Magnus Cederlund (SE)
Intime
Cafe Intime is the oldest gay bar located in the center of Copenhagen. Intime feels like entering a living room filled with old paintings, furniture and fresh flowers. The interior of the bar has been influenced by the life at Montmartre and Unter den Linden in the 1920s. It’s the place where people take their first date for a drink whilst listening to jazz. The artist Magnus Cederlund has been visiting this place for the past seven years, photographing random guests for his future photo book. The series Intime, however, only displays a specifically chosen selection of photographs from the bar, depicting the trans gender community. Various artworks of the artist were exhibited at the National Museum of Finland and JCDecaux Finland. AUTHOR BIOGRAPHY Magnus Cederlund is a Swedish artist who has been living and working in Copenhagen, Denmark for the past 30 years. Cederlund’s first book SKIN CLOSE was published by journal-photobooks.com in 2018. The artist is currently working on his second photo book Cafe Intime that is soon going to be released by Journal. Cederlund has been exhibiting his photographic work both locally and internationally since 1989. His latest achievements include, for example, a photography exhibition at Fotografiska, Stockholm in 2018 and Tevere Art Gallery, Rome in 2019.
Carl-Mikael Ström (SE)
Inevitably it will rain Carl-Mikael’s latest project Inevitably it will rain is based on a quote by Ludwig Wittgenstein: ”What can be shown, cannot be said” (Tractatus Logico-Philosophicus).
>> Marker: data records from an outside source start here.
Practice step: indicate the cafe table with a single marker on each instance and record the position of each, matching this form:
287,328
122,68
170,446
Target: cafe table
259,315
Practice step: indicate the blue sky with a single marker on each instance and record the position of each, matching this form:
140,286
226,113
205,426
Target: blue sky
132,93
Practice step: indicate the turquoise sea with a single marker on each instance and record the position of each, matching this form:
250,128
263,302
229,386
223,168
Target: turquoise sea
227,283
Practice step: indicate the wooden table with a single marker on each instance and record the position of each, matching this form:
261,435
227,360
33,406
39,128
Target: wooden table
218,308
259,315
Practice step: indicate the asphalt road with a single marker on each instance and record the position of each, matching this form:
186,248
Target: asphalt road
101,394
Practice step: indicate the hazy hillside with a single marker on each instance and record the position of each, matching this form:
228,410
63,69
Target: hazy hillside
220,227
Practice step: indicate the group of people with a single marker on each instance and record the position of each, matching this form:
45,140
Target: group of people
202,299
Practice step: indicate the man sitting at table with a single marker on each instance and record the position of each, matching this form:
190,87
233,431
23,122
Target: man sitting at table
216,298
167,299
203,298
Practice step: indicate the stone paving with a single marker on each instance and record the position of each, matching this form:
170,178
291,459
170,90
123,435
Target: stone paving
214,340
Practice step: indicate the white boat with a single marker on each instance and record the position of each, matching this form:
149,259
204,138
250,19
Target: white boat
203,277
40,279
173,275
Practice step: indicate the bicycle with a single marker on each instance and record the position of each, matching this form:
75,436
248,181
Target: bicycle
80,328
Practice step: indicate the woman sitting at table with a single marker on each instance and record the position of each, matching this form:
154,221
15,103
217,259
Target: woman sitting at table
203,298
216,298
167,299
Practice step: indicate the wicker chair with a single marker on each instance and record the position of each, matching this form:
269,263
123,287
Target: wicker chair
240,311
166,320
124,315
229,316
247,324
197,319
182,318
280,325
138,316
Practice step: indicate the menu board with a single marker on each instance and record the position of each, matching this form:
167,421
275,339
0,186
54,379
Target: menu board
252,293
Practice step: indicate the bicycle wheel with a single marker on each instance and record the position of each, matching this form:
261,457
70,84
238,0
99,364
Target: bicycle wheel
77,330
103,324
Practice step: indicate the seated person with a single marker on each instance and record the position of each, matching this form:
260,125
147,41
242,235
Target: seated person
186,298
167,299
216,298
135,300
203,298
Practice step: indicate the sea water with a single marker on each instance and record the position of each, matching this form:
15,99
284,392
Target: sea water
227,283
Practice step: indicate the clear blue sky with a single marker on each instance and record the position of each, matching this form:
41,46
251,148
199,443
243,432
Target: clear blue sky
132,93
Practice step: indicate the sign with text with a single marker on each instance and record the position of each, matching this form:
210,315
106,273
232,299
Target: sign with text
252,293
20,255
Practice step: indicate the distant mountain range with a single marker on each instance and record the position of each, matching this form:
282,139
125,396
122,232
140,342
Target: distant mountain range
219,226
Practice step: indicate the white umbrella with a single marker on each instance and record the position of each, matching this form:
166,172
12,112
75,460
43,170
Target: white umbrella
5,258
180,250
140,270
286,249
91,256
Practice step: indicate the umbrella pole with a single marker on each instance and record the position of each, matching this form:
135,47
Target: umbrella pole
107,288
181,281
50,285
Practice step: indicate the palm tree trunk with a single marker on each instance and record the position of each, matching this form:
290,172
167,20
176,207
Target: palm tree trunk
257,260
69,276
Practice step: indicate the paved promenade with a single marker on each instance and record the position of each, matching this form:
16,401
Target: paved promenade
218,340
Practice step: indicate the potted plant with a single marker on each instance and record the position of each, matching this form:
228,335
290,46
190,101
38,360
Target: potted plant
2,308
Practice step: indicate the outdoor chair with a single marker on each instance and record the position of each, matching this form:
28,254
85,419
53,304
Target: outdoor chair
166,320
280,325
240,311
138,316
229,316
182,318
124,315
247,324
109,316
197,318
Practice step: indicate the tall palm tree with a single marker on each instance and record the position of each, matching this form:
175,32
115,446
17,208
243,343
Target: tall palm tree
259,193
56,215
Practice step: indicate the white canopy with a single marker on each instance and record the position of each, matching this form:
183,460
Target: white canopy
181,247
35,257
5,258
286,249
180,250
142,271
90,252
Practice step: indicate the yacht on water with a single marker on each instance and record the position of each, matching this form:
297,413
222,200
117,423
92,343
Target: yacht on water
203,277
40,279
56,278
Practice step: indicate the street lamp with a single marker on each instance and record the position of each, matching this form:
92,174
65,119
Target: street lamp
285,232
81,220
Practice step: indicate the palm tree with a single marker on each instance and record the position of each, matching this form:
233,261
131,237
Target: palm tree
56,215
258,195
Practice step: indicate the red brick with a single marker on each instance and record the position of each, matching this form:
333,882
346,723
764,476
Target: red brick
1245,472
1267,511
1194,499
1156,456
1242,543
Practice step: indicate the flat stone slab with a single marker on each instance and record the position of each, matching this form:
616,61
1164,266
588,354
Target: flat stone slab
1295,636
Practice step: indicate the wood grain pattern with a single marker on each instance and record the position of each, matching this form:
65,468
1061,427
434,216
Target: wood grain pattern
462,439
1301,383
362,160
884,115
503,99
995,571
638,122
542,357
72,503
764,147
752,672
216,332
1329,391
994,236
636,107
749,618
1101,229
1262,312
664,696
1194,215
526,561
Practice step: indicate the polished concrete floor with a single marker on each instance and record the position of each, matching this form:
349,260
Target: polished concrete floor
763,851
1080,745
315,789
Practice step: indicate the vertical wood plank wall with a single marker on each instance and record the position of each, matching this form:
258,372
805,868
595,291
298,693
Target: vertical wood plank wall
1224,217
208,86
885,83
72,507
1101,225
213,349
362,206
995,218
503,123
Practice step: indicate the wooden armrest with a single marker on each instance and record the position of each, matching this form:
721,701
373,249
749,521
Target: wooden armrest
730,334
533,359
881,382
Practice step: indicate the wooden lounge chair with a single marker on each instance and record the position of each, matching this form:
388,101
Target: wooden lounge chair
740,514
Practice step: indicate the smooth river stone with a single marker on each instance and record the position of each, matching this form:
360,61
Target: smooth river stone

In this project, he wishes to challenge the idea that photography is a language. Through his work, the author is questioning the viewer by asking: What is in his photographs that can be shown but cannot be said? According to Carl-Mikael’s belief, how people see and perceive images is a reflection of their cultural knowledge, learnings, language, and life experiences. This is what the artist calls the “logical picture”, for example: If we see an image of an apple, we identify the object as an “apple” within the “actual image”. Anything that we are able to identify within the image he calls a “logical picture”. He suggests that there are two types of images: “Actual images” and “possible images”. The “actual images” depict
the subject matter as an object contained within the “logical picture”. This way, he refers to the physical reality of an image: Frame, book, canvas, screen, etc. Within the above-mentioned connotations lies the question of whether people have the ability to step outside of their limiting minds to reach the “possible images”. “Possible images” are those images that go beyond the “actual image”. They contain surreal elements, poetry and emotions that cannot be properly identified or explained through language or rationality. This is why CarlMikael believes that being skeptical about objects within the frame of the image is a prerequisite necessary to consider when viewing photography. Poetry has to be pragmatic to be relevant. There is an isomorphic tension between the photograph and the actual object it depicts. Within this tension for him lies photography’s strength. The photographs presented in his series aim to be seen as a visual mental ladder for the viewer to bridge the gap between the “actual” and the “possible” image. Various artworks of the artist were exhibited at the National Museum of Finland and JCDecaux Finland. AUTHOR BIOGRAPHY Carl-Mikael Ström was born 1986 in Sweden. He currently lives and works in France. The artist studied photography at Fatamorgana in Copenhagen, Denmark, between 2013-2014. He was an assistant to a Swedish photographer JH Engström between 2014-2018. Ström works with photography, writing and film. He moves between the different mediums, using time as his essential tool to let the frame of the project become visible. Intrigued by what cannot be explained through language within images his work revolves around the question: ”What is there that can be shown but cannot be said?” He believes that an image has endless forms and that time passing inevitably shows, even in a photographic image. Convinced that there is always more behind what you intend to say, he tries to accept the restraints and limitations of creations.